To create, run the following:
docker-machine create -d virtualbox --virtualbox-disk-size "10000" --virtualbox-cpu-count "2" --virtualbox-memory "4000" unh_vm
Now once this is built, it will automatically be started. In the future, you will have to start it manually with docker-machine start unh_vm
.
Once the virtual machine is running, we need to make sure docker is connected to it. To do this, run:
eval $(docker-machine env unh_vm)
Note, you will have to do this every time you start the virtual machine.
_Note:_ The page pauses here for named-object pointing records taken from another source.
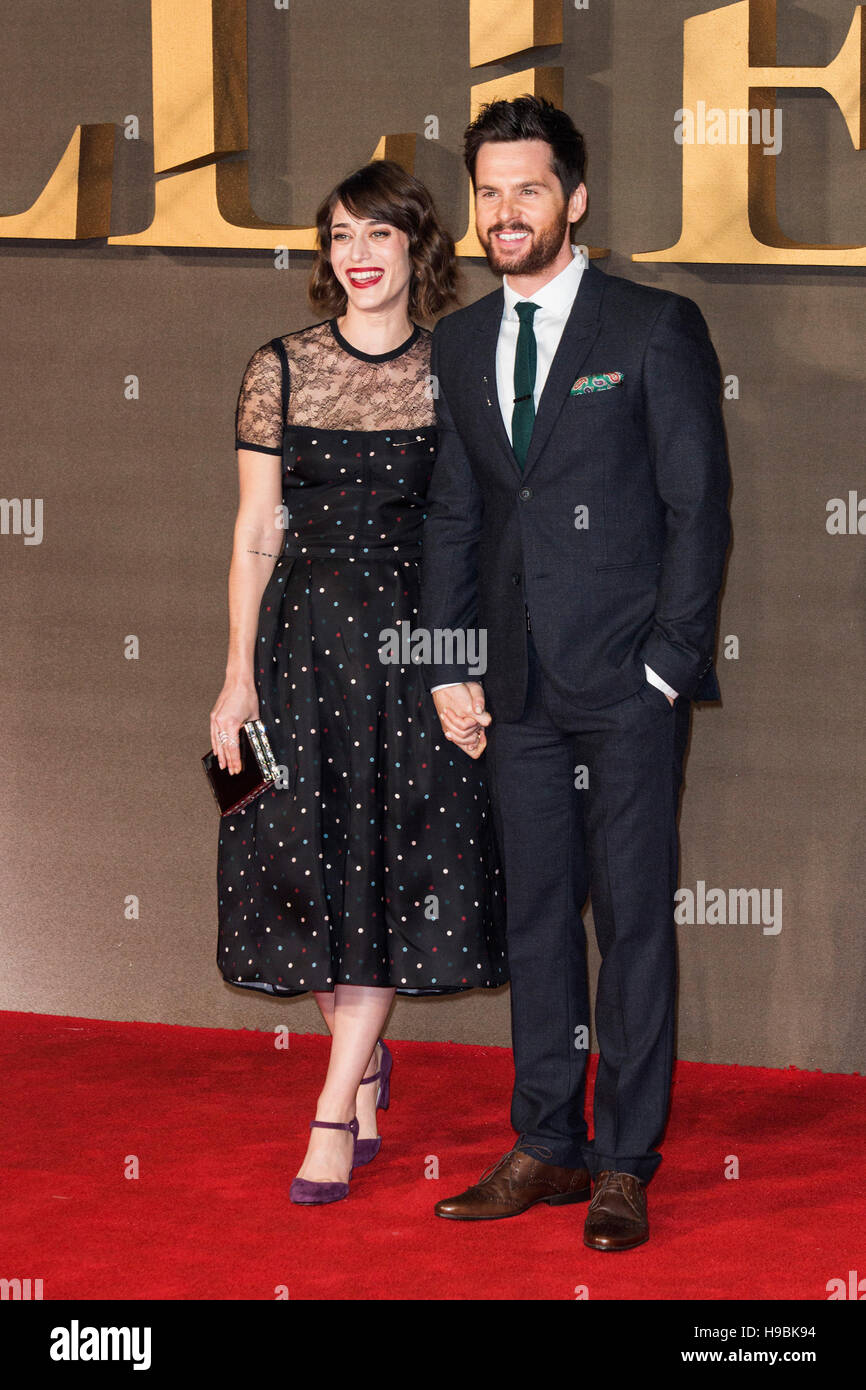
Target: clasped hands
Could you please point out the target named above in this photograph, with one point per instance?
(463, 716)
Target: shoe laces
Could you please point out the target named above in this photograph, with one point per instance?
(535, 1150)
(609, 1180)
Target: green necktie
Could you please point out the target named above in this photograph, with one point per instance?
(523, 416)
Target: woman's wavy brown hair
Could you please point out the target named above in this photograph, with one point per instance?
(384, 192)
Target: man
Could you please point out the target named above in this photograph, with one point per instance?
(578, 514)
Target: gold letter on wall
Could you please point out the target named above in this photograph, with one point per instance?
(729, 188)
(75, 203)
(199, 117)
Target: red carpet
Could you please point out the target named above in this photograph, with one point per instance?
(217, 1121)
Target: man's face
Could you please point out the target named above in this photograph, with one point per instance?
(521, 214)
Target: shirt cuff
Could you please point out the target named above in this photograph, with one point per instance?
(656, 680)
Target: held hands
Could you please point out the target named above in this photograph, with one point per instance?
(238, 702)
(463, 716)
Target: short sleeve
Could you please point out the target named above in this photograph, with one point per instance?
(259, 412)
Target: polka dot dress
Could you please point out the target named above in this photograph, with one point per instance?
(377, 862)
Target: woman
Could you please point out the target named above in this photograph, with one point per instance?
(376, 870)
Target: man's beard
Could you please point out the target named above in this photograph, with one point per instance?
(542, 249)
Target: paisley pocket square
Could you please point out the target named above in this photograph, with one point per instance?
(601, 381)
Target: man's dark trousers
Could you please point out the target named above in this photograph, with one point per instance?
(616, 840)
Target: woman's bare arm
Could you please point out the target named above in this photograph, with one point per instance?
(257, 541)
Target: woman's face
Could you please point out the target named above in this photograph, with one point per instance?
(370, 260)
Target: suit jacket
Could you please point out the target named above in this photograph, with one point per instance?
(631, 578)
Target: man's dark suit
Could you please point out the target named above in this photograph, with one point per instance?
(572, 613)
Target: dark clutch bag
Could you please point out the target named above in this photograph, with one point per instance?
(234, 791)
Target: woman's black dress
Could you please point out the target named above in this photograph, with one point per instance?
(377, 863)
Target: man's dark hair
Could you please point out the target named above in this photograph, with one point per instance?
(530, 118)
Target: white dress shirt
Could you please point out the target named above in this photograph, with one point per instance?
(555, 302)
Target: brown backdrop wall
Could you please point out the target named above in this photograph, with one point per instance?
(104, 797)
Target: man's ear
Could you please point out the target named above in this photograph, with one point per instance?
(577, 203)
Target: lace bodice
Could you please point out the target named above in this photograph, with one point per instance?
(331, 385)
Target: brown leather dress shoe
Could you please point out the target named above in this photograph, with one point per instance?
(617, 1212)
(515, 1183)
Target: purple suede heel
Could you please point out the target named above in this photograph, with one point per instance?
(367, 1148)
(314, 1194)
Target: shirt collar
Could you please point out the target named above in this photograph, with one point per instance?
(553, 299)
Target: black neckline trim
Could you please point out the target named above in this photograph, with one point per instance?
(370, 356)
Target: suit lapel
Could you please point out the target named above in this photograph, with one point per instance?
(580, 332)
(488, 332)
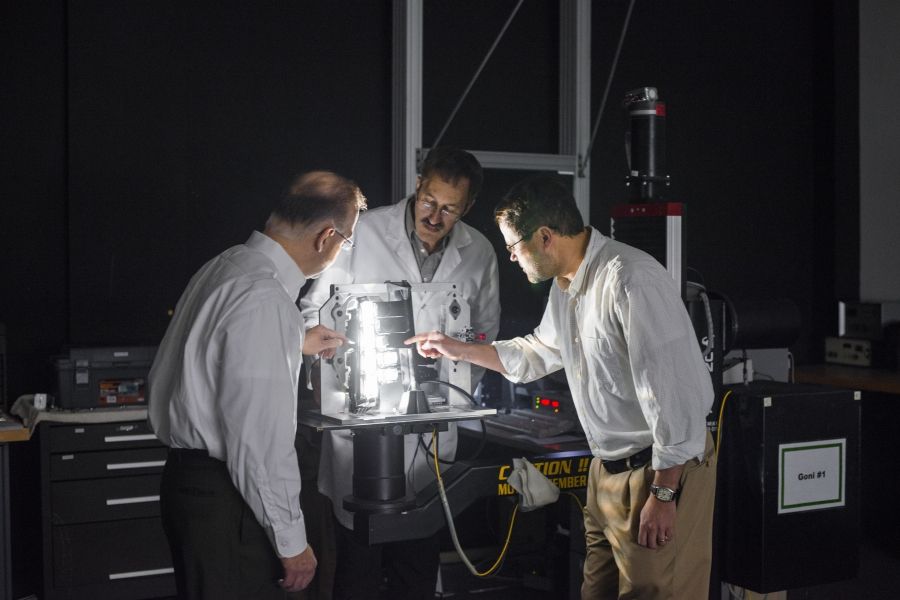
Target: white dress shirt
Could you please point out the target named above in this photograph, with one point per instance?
(225, 379)
(630, 353)
(383, 252)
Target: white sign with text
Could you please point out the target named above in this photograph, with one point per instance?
(811, 475)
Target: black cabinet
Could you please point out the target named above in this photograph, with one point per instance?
(102, 533)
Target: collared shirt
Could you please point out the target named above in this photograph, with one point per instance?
(630, 353)
(428, 263)
(225, 379)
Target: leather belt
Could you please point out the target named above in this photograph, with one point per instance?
(635, 461)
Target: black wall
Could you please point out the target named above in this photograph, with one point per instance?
(141, 138)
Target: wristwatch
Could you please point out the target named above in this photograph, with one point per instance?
(663, 494)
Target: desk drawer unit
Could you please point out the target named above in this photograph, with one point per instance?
(103, 536)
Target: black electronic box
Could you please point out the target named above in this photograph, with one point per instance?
(103, 377)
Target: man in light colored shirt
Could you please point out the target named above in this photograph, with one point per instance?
(419, 239)
(616, 323)
(223, 396)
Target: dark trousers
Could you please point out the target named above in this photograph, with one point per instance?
(398, 570)
(219, 549)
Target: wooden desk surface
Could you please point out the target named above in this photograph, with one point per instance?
(855, 378)
(20, 434)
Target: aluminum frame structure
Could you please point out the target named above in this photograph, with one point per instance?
(574, 103)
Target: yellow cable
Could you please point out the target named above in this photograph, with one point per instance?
(719, 431)
(512, 519)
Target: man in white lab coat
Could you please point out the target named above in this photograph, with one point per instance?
(616, 324)
(420, 239)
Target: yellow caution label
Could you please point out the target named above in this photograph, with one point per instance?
(566, 474)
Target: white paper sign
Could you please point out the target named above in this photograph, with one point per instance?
(811, 475)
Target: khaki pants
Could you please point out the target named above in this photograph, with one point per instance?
(616, 566)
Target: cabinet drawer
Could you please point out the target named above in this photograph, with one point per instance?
(96, 553)
(112, 499)
(92, 465)
(101, 436)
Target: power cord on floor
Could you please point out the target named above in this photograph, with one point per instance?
(452, 527)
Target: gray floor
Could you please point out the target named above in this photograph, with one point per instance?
(878, 579)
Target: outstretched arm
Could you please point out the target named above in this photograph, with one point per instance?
(322, 341)
(299, 570)
(435, 344)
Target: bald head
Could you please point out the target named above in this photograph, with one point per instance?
(316, 197)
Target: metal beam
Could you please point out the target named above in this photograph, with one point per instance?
(406, 96)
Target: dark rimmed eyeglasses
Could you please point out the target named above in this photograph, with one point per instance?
(347, 243)
(509, 247)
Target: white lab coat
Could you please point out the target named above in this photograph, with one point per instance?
(383, 253)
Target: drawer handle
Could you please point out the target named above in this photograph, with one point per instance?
(148, 573)
(149, 464)
(133, 500)
(129, 438)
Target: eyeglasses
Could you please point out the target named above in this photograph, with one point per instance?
(347, 243)
(509, 247)
(447, 213)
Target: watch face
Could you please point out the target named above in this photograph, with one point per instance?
(663, 494)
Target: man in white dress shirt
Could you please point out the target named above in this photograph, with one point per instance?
(419, 239)
(223, 397)
(616, 323)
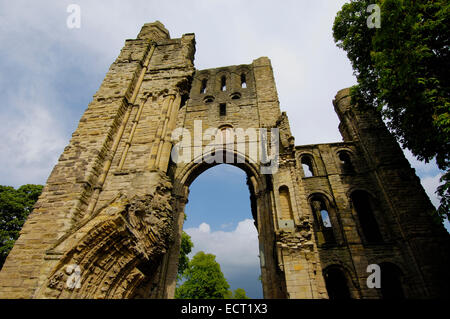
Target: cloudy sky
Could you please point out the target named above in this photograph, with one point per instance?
(49, 73)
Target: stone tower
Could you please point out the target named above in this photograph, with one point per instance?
(108, 223)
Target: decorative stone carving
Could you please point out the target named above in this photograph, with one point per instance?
(125, 240)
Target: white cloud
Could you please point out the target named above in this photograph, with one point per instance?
(235, 251)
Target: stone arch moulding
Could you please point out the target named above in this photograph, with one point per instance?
(261, 197)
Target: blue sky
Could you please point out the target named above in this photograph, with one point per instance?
(49, 73)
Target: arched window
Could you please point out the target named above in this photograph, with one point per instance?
(307, 165)
(391, 281)
(243, 81)
(222, 109)
(223, 83)
(323, 220)
(362, 204)
(346, 162)
(336, 283)
(203, 87)
(285, 203)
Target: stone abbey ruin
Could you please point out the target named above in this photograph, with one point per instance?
(109, 220)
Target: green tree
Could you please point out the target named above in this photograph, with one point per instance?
(402, 71)
(185, 249)
(15, 206)
(204, 279)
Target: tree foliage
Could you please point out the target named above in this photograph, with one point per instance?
(402, 70)
(15, 206)
(239, 293)
(186, 248)
(204, 279)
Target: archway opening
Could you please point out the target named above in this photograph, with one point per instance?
(220, 221)
(336, 283)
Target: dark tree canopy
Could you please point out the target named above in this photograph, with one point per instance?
(186, 248)
(204, 279)
(402, 70)
(15, 206)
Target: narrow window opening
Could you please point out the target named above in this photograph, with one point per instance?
(336, 284)
(325, 218)
(346, 162)
(285, 202)
(322, 217)
(369, 226)
(391, 283)
(223, 83)
(243, 81)
(223, 109)
(203, 88)
(307, 166)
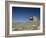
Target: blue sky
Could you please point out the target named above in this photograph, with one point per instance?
(20, 14)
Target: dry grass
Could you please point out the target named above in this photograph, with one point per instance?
(25, 26)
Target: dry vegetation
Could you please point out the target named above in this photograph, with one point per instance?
(25, 26)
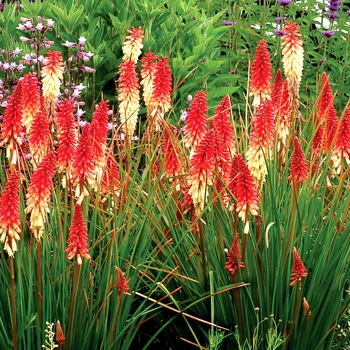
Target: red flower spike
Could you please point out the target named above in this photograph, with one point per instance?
(121, 283)
(39, 193)
(83, 165)
(234, 257)
(201, 171)
(30, 99)
(39, 139)
(133, 44)
(110, 180)
(99, 130)
(128, 96)
(325, 101)
(172, 159)
(298, 271)
(52, 75)
(222, 124)
(59, 334)
(162, 88)
(67, 134)
(299, 169)
(261, 74)
(77, 237)
(149, 67)
(12, 127)
(196, 123)
(10, 223)
(243, 188)
(342, 144)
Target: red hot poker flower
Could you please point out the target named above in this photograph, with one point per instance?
(196, 122)
(77, 238)
(234, 256)
(298, 271)
(121, 283)
(39, 193)
(261, 74)
(12, 127)
(10, 224)
(299, 169)
(243, 188)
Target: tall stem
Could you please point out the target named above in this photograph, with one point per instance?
(72, 305)
(13, 304)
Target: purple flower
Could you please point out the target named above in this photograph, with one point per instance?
(229, 23)
(284, 2)
(279, 32)
(327, 33)
(332, 15)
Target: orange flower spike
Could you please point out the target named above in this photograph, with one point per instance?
(161, 94)
(342, 145)
(10, 223)
(132, 45)
(298, 271)
(299, 169)
(223, 124)
(39, 193)
(99, 130)
(243, 188)
(39, 138)
(78, 237)
(52, 76)
(83, 165)
(200, 175)
(172, 159)
(196, 122)
(260, 82)
(234, 256)
(30, 99)
(128, 96)
(12, 127)
(149, 67)
(121, 283)
(67, 135)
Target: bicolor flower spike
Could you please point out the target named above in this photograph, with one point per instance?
(200, 175)
(128, 96)
(10, 223)
(261, 142)
(67, 136)
(52, 75)
(39, 193)
(299, 168)
(161, 95)
(260, 82)
(234, 257)
(196, 122)
(341, 150)
(298, 271)
(242, 186)
(12, 127)
(133, 44)
(149, 67)
(293, 59)
(78, 237)
(30, 99)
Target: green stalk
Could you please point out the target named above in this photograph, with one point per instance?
(296, 310)
(13, 304)
(72, 305)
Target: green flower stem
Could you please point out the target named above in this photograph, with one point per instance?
(13, 304)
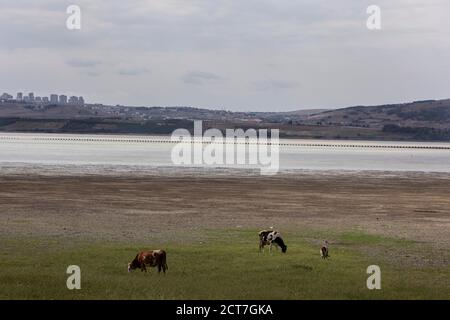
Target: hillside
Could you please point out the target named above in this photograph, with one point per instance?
(421, 120)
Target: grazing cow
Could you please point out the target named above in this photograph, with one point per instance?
(153, 258)
(271, 238)
(324, 250)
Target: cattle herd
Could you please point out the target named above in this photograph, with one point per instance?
(157, 258)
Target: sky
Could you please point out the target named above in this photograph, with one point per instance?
(239, 55)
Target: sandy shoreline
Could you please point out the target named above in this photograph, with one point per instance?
(117, 204)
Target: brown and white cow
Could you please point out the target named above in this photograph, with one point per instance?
(152, 258)
(271, 238)
(324, 253)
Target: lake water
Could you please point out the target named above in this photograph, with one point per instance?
(152, 151)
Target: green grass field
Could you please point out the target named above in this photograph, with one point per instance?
(216, 269)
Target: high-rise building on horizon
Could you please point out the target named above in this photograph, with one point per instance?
(54, 98)
(73, 100)
(62, 99)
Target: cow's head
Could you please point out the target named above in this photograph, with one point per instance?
(131, 266)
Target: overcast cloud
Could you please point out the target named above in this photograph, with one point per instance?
(261, 55)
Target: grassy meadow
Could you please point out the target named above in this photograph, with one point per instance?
(224, 264)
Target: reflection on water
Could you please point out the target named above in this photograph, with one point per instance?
(57, 149)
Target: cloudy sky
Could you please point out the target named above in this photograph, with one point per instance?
(261, 55)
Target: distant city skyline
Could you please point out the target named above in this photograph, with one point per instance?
(265, 55)
(50, 99)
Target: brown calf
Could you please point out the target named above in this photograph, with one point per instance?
(152, 258)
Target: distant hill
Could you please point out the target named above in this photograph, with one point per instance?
(420, 120)
(430, 113)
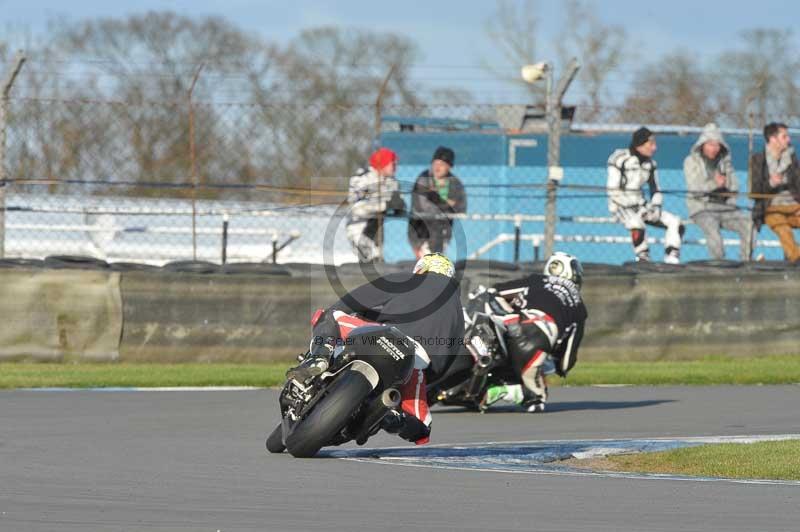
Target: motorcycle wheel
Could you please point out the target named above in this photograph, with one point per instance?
(329, 415)
(275, 441)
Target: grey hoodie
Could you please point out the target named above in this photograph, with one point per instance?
(700, 172)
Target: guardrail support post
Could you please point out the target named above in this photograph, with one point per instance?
(19, 59)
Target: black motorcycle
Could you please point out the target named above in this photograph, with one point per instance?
(484, 363)
(350, 400)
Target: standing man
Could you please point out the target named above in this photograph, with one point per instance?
(775, 179)
(436, 193)
(712, 188)
(628, 171)
(372, 194)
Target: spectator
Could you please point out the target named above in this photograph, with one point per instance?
(372, 194)
(628, 171)
(436, 193)
(712, 188)
(775, 184)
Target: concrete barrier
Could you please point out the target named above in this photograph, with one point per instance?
(137, 316)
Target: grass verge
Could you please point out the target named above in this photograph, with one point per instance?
(775, 460)
(109, 375)
(708, 371)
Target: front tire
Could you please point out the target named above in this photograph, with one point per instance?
(329, 416)
(275, 440)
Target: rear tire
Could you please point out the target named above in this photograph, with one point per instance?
(275, 440)
(329, 415)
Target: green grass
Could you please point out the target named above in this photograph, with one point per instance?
(708, 371)
(777, 460)
(104, 375)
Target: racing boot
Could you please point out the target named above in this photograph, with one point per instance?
(316, 363)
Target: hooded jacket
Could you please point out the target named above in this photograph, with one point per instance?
(699, 172)
(759, 183)
(628, 173)
(427, 208)
(371, 195)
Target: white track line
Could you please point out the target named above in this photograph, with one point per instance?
(416, 457)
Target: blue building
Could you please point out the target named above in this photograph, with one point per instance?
(505, 174)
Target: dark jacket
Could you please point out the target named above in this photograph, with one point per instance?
(561, 300)
(425, 307)
(759, 184)
(426, 223)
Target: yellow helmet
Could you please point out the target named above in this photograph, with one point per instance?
(435, 263)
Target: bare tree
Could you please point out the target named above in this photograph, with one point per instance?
(598, 46)
(513, 28)
(330, 79)
(675, 90)
(147, 62)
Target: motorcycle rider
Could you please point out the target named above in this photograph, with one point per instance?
(425, 306)
(544, 318)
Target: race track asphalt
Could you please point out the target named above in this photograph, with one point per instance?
(190, 460)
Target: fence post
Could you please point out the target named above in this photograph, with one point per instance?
(8, 82)
(224, 238)
(554, 170)
(193, 162)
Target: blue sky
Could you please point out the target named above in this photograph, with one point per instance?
(448, 32)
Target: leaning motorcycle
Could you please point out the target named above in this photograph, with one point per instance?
(350, 400)
(486, 362)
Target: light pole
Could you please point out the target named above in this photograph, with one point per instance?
(553, 99)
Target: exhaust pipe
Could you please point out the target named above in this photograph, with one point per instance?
(391, 398)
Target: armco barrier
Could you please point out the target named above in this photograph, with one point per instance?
(637, 312)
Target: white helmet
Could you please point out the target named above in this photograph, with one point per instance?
(564, 265)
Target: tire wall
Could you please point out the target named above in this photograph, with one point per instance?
(213, 317)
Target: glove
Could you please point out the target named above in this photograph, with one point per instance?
(407, 427)
(653, 212)
(433, 196)
(718, 195)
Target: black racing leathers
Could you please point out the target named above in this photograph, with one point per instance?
(558, 299)
(425, 307)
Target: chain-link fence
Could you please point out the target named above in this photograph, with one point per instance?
(157, 182)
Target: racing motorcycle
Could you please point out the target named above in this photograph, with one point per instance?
(486, 362)
(350, 400)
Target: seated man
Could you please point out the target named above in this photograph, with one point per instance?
(544, 317)
(424, 305)
(775, 186)
(629, 170)
(712, 188)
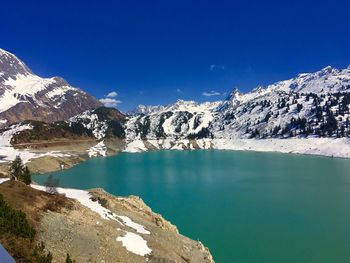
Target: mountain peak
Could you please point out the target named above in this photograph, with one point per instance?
(10, 65)
(24, 95)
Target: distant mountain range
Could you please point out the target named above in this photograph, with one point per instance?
(24, 95)
(311, 104)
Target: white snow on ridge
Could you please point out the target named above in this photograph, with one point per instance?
(20, 88)
(8, 153)
(91, 122)
(99, 149)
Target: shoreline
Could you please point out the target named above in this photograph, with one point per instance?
(322, 147)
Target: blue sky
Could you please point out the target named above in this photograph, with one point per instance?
(154, 52)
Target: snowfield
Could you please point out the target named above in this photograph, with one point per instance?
(99, 149)
(8, 153)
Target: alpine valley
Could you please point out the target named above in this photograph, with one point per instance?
(305, 114)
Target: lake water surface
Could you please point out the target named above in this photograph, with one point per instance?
(245, 206)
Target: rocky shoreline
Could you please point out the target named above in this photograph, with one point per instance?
(95, 226)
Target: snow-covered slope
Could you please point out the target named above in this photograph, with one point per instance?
(24, 95)
(311, 104)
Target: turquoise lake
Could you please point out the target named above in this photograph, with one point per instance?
(245, 206)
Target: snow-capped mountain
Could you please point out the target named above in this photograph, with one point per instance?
(310, 104)
(24, 95)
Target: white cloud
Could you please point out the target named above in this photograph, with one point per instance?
(112, 94)
(211, 93)
(215, 67)
(110, 102)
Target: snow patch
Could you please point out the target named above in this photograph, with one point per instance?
(135, 244)
(99, 149)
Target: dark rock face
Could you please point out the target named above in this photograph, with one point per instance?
(25, 96)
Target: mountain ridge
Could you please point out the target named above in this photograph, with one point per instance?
(26, 96)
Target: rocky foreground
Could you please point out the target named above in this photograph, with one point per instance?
(95, 226)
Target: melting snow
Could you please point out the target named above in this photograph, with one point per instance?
(98, 149)
(135, 244)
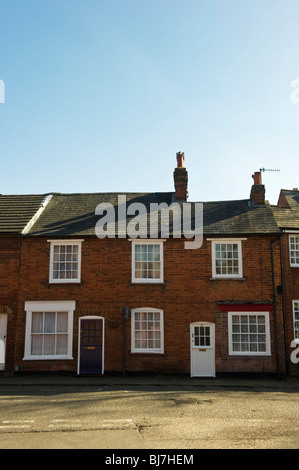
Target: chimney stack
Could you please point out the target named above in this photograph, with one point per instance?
(180, 176)
(257, 194)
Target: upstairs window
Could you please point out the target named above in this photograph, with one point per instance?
(147, 330)
(147, 261)
(65, 261)
(226, 258)
(294, 250)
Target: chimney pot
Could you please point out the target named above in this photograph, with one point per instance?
(257, 195)
(257, 177)
(180, 175)
(180, 159)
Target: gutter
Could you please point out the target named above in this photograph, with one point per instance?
(37, 214)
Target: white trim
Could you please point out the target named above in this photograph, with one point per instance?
(66, 243)
(267, 333)
(147, 350)
(37, 214)
(226, 241)
(147, 280)
(48, 306)
(90, 317)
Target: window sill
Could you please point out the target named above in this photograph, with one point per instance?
(146, 353)
(53, 283)
(48, 358)
(153, 283)
(249, 354)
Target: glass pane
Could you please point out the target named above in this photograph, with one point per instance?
(62, 322)
(49, 322)
(49, 345)
(36, 345)
(37, 322)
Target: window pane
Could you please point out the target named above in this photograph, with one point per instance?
(37, 322)
(49, 326)
(62, 322)
(36, 345)
(49, 345)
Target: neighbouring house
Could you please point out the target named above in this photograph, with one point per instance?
(287, 218)
(16, 213)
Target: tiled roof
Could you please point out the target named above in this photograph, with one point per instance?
(237, 217)
(292, 197)
(74, 215)
(288, 217)
(16, 211)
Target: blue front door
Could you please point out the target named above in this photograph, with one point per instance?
(91, 346)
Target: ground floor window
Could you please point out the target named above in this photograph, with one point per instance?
(49, 330)
(249, 333)
(147, 330)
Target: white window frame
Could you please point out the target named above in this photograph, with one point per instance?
(296, 320)
(296, 237)
(134, 349)
(148, 242)
(48, 306)
(54, 243)
(226, 241)
(267, 333)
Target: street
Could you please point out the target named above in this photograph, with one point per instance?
(153, 417)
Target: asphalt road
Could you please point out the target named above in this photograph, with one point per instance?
(115, 417)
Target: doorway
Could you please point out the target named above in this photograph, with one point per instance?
(91, 345)
(202, 340)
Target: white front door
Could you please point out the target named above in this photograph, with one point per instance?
(3, 327)
(202, 349)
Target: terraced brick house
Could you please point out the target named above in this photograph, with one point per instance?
(16, 212)
(90, 305)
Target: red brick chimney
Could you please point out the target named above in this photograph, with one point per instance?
(180, 176)
(257, 194)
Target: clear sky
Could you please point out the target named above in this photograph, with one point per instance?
(101, 94)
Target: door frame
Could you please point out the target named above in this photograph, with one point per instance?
(211, 347)
(90, 317)
(3, 330)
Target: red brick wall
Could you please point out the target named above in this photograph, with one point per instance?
(187, 295)
(290, 293)
(9, 276)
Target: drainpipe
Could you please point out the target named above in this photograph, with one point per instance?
(125, 316)
(275, 311)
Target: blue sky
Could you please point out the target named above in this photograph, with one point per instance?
(101, 94)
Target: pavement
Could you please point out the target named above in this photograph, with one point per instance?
(290, 384)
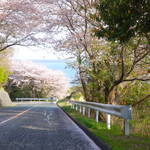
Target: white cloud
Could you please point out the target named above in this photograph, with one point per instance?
(36, 53)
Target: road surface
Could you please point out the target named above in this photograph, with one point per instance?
(40, 126)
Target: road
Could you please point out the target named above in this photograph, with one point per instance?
(40, 126)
If you get errors about not being connected to the docker daemon, running the above command should resolve it.
The following assumes you either have Docker running natively or have started up a vm with docker-machine. If not, see above.
First, we must pull the image from docker hub (Docker's cloud). This is a one time thing -- once you've pulled it the first time, it is now downloaded locally to your computer.
To pull (download), run:
docker pull alexandercbooth/unh
This should take about 3-5 minutes depending on your internet connection.
To use, simply launch the container like this:
docker run -it -p 8888:8888 -v $(pwd):/home/unh/work alexandercbooth/unh
Note that -v $(pwd):/home/unh/work
will mount your current directory to the file system in the container, and the -p 8888:8888
will map port 8888 in the container to port 8888 on your computer.
A notebook server can then be launched in the usual manner:
jupyter notebook --no-browser
Then simply visit http://localhost:8888
in your favorite browser if you're running docker natively. If you are running it on a virtual machine like the one created above, first run docker-machine ip unh_vm
. This will return the IP of the virtual machine you are running. Now, navigate to http://IP:8888
where "IP" is the aforementioned IP address.
Similarly, you can run your R, Python and Spark programs from the command line or interactively through their repls.